Don't do this

It's so much easier to be a critic than to be a force for knowledge and goodness.  Plus it's fun to point out others' mistakes while revealing none of your own.  In that spirit, I offer two things you should strive NEVER to do in the garden.

First up is crappy topiary that looks like tuna cans then we talk about dangerous and strangely shaped trees.

I can't recall if I took this photo or not.  It is representative of many gardens in the Los Angeles area.  This gardener apparently has only one tool - a hedge shear.  A level or plumb bob would have helped this look less crappy and less like it's sliding downhill.  It still would have made my don't do this list, but at least it could have been level. Look at the hedge-shaped plant against the house.  That caved-in look at the bottom is a problem that is addressed with proper pruning technique, applied over time.  Now it's just a mess.  What are they trying to hide up there anyway? The siding?

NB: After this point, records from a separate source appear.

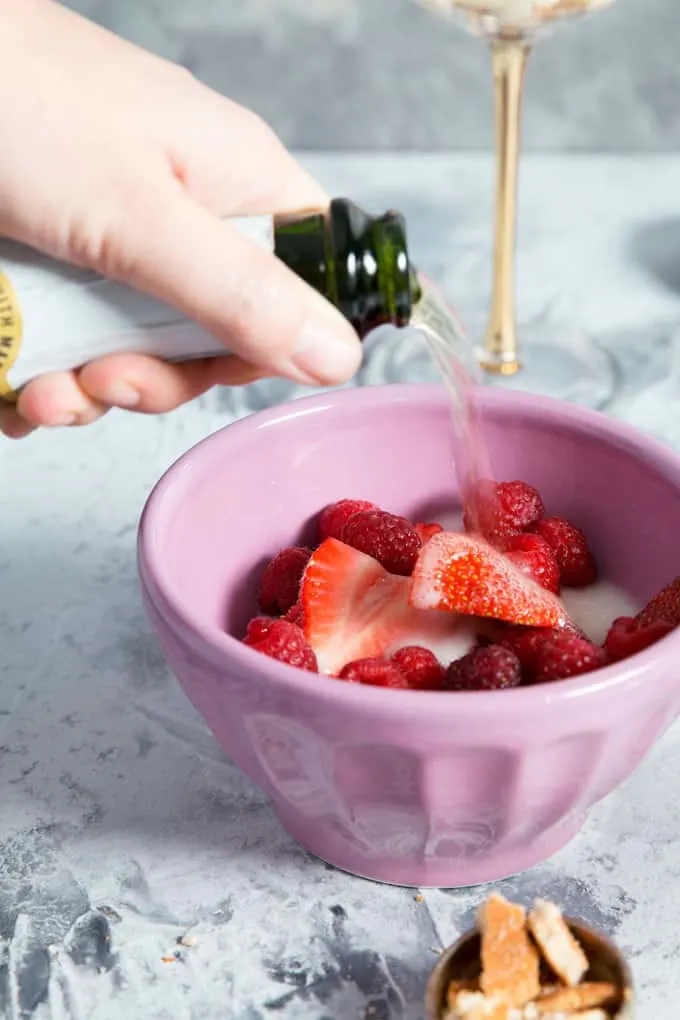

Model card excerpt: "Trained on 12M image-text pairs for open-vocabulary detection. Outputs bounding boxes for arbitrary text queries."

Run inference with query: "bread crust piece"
[527,900,589,987]
[535,981,618,1014]
[478,894,541,1007]
[447,980,482,1008]
[445,990,518,1019]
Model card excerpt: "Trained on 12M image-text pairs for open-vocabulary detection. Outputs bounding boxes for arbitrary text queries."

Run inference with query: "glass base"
[474,321,618,410]
[359,320,618,412]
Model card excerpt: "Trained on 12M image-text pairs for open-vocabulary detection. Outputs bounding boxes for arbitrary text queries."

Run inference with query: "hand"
[0,0,361,439]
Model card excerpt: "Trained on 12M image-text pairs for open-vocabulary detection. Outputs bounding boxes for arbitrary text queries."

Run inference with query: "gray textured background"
[67,0,680,151]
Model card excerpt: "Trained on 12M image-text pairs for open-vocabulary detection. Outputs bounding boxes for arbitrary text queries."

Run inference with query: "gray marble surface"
[3,152,680,1019]
[66,0,680,151]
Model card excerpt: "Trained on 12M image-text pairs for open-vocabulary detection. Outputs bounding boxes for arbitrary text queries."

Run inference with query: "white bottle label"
[0,214,275,398]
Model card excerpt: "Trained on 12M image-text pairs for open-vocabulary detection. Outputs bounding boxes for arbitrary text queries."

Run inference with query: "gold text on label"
[0,271,22,402]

There's some lava rock rings around the entry stair plantings.  Maybe they were thinking about bar-be-que or maybe they went slightly insane at the big box store one day.  Also, there's not enough of the rock to appear committed to actually doing anything other than providing a place for the crab grass to grow that's hard to get to with the string trimmer.

Second up is planting trees where they don't belong.  I don't think that I took this photo, but it perfectly illustrates the problem with planting inappropriately sized trees.  If a tree says it grows to 50' tall, why doesn't the home owner LOOK UP and see what it's going to run into?  That's a first step.  A second step is to think about how wide it's going to be.  A third step would be to look at what it will shade.  But mistakes happen - either yours or someone else's.  So if you happen to own a tree that's ill suited for its location then you ought to TAKE IT OUT instead of letting the utility company do your pruning for you.  If a tree is old and large it is NOT valuable by definition.  Value comes from its benefit and if it's the wrong tree in the wrong place then it's the opposite of valuable.  And then you end up with something that looks like a pickle or a giant 60s-era chair or an enormous jelly bean suppository.   Where's the main trunk go up in the tree?  Does it dog leg to the left?  That doesn't look structurally sound.  Oh, your house is underneath that cantilevered growth too?  Too bad.  You lose.

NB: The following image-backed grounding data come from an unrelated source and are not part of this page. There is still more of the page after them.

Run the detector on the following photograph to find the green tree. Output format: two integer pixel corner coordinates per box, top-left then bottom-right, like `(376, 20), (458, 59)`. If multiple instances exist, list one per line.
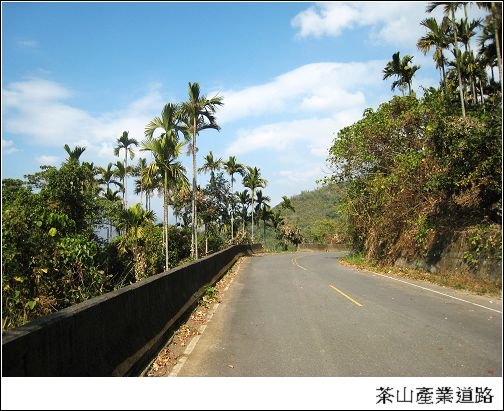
(280, 195), (296, 213)
(427, 1), (466, 116)
(237, 190), (251, 234)
(326, 91), (501, 262)
(98, 163), (124, 241)
(143, 103), (189, 270)
(477, 2), (502, 84)
(242, 166), (267, 242)
(254, 190), (270, 244)
(179, 82), (223, 260)
(115, 203), (156, 282)
(417, 17), (451, 89)
(114, 131), (138, 208)
(63, 144), (86, 163)
(113, 160), (130, 208)
(133, 157), (148, 207)
(383, 51), (421, 96)
(199, 151), (222, 185)
(223, 156), (245, 240)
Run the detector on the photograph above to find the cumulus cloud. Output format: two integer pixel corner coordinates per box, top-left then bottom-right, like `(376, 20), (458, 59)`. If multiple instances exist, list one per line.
(292, 2), (432, 47)
(3, 78), (165, 164)
(215, 60), (383, 124)
(225, 107), (363, 158)
(2, 139), (19, 154)
(36, 155), (60, 166)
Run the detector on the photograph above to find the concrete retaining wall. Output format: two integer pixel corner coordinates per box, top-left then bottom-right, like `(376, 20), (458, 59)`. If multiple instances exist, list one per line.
(2, 244), (262, 376)
(298, 243), (350, 252)
(394, 228), (501, 279)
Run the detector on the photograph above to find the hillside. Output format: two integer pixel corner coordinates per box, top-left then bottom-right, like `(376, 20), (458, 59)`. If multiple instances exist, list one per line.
(273, 183), (344, 244)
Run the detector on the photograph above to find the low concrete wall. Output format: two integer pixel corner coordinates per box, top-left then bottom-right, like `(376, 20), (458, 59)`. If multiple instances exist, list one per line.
(395, 229), (501, 279)
(2, 244), (262, 376)
(298, 243), (350, 252)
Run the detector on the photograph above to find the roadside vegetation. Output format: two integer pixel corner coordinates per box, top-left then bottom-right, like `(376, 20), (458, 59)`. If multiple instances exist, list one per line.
(1, 83), (300, 330)
(324, 2), (502, 292)
(3, 2), (501, 329)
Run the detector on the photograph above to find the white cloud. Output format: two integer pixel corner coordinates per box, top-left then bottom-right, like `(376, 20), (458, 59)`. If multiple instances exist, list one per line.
(215, 61), (383, 124)
(291, 2), (360, 38)
(3, 78), (165, 165)
(292, 2), (433, 47)
(291, 2), (489, 49)
(2, 139), (19, 155)
(36, 155), (60, 166)
(225, 108), (362, 157)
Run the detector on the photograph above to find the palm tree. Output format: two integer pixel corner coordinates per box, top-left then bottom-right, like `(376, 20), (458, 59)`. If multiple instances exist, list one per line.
(270, 209), (284, 231)
(143, 103), (188, 271)
(63, 144), (86, 163)
(103, 188), (122, 203)
(99, 162), (123, 192)
(198, 151), (222, 185)
(478, 22), (499, 83)
(383, 52), (420, 96)
(260, 206), (274, 248)
(458, 17), (482, 104)
(458, 18), (481, 52)
(223, 156), (245, 240)
(473, 54), (489, 106)
(477, 2), (502, 84)
(242, 166), (267, 242)
(460, 50), (480, 104)
(114, 131), (138, 208)
(113, 160), (131, 208)
(237, 190), (251, 234)
(280, 195), (296, 213)
(254, 190), (271, 244)
(417, 17), (451, 89)
(133, 157), (148, 207)
(427, 2), (466, 116)
(116, 203), (156, 282)
(98, 163), (124, 240)
(179, 82), (223, 260)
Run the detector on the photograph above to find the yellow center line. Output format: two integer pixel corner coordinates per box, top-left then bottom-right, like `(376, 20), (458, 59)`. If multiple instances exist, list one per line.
(292, 257), (307, 271)
(329, 284), (363, 307)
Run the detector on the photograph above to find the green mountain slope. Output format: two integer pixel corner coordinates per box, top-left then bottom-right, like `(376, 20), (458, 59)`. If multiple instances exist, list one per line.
(274, 183), (344, 244)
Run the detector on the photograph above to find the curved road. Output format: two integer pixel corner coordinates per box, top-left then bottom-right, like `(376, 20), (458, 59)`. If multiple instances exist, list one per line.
(173, 251), (502, 377)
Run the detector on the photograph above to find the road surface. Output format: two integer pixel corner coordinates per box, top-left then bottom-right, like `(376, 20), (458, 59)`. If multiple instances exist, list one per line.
(173, 251), (502, 377)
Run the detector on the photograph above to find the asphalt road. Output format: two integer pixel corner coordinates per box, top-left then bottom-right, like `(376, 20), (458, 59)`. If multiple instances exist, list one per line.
(174, 251), (502, 377)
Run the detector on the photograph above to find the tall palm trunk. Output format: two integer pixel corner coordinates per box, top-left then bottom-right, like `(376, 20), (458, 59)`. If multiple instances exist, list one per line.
(479, 78), (486, 110)
(251, 189), (255, 242)
(230, 178), (234, 240)
(491, 2), (502, 84)
(205, 227), (208, 255)
(192, 122), (198, 260)
(124, 152), (128, 208)
(441, 58), (447, 89)
(164, 170), (169, 271)
(452, 10), (466, 117)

  1. You have to admit, for that first garden, that at least the lawn looks great.

  2. Six months after the fact but I’ve come back to this bookmarked page MANY times.
    Adjoining neighbour inherited a garden with a lone evergreen planted forty years ago in the middle of the front garden. A dwarf it is not-currently pushing 40 ft. It does two things-sheds needles and kills grass. And contrary to popular belief does not keep the house cool as it is a North facing house and the tree is on the North “lawn”. Neighbours to the left have a thirty yr old deciduous that they refuse to prune out of sentimental reasons. It is quietly eroding their roofing tile. Both trees are eyesores. Root systems running amok. I fantasize about raging brush fires and crazed gardeners with pruning shears reducing them to mere stumps.